Models
Claim
class Claim(BaseModel):
id: str # Unique identifier
text: str # The claim text
source_document: str # Source path/URL
source_span: tuple[int, int] | None # Character positions
context: str | None # Surrounding text
claim_type: str # "explicit", "implicit", "inferred"
Evidence
class Evidence(BaseModel):
source: str # URL or file path
source_type: str # "web", "filesystem", "knowledge_base"
content: str # Relevant excerpt
relevance_score: float # 0.0 to 1.0
supports_claim: bool | None # True/False/None
credibility_score: float # 0.0 to 1.0
VerificationResult
class VerificationResult(BaseModel):
claim_id: str # Reference to claim
verdict: str # "SUPPORTS", "REFUTES", "NOT_ENOUGH_INFO"

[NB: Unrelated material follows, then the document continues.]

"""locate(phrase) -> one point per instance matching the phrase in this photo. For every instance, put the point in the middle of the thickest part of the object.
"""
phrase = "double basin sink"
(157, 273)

confidence: float # 0.0 to 1.0
evidence: list[Evidence] # Evidence considered
explanation: str # Detailed reasoning
model_votes: dict[str, str] # {model: verdict}
@property
def is_verified(self) -> bool:
"""True if SUPPORTS/REFUTES with confidence >= 0.7"""
TruthfulnessReport
class TruthfulnessReport(BaseModel):
source_document: str
overall_grade: str | None # "A+", "A", "B+", etc.
overall_confidence: float
summary: str
claims: list[Claim]
verifications: list[VerificationResult]
unvalidated_claims: list[Claim]
statistics: TruthfulnessStatistics
def calculate_grade(self) -> str:
"""Compute letter grade from results"""
TruthfulnessStatistics
class TruthfulnessStatistics(BaseModel):
total_claims: int
supported: int
refuted: int
not_enough_info: int
unverifiable: int
@property
def verification_rate(self) -> float:
"""Fraction of claims verified"""
@property
def accuracy_score(self) -> float:
"""supported / (supported + refuted)"""
Usage
from truthfulness_evaluator.models import Claim, Evidence, VerificationResult
# Create claim
claim = Claim(
id="claim_001",
text="Python was created in 1991",
source_document="README.md"
)
# Create evidence
evidence = Evidence(
source="python.org",
source_type="web",
content="Python was created by Guido van Rossum...",
relevance_score=0.95,
supports_claim=True
)
# Create result
result = VerificationResult(
claim_id=claim.id,
verdict="SUPPORTS",
confidence=0.9,
evidence=[evidence],
explanation="Multiple sources confirm...",
model_votes={"gpt-4o": "SUPPORTS"}
)
Serialization
All models support JSON:
# To JSON
json_str = report.model_dump_json(indent=2)
# From JSON
report = TruthfulnessReport.model_validate_json(json_str)
API Reference
Claim
truthfulness_evaluator.models.Claim
Bases: BaseModel
A factual claim extracted from text.
Source code in src/truthfulness_evaluator/models/claim.py
Evidence
truthfulness_evaluator.models.Evidence
Bases: BaseModel
Evidence found for or against a claim.
Source code in src/truthfulness_evaluator/models/evidence.py
VerificationResult
truthfulness_evaluator.models.VerificationResult
Bases: BaseModel
Result of verifying a single claim (pure data container).
Source code in src/truthfulness_evaluator/models/verification.py
TruthfulnessReport
truthfulness_evaluator.models.TruthfulnessReport
Bases: BaseModel
Final evaluation report (pure data container).
Use build_report() from core.grading to construct reports with computed fields.
Source code in src/truthfulness_evaluator/models/report.py
TruthfulnessStatistics
truthfulness_evaluator.models.TruthfulnessStatistics
Bases: BaseModel
Statistics for a truthfulness evaluation (pure data container).
Use calculate_statistics() from core.grading to compute these values.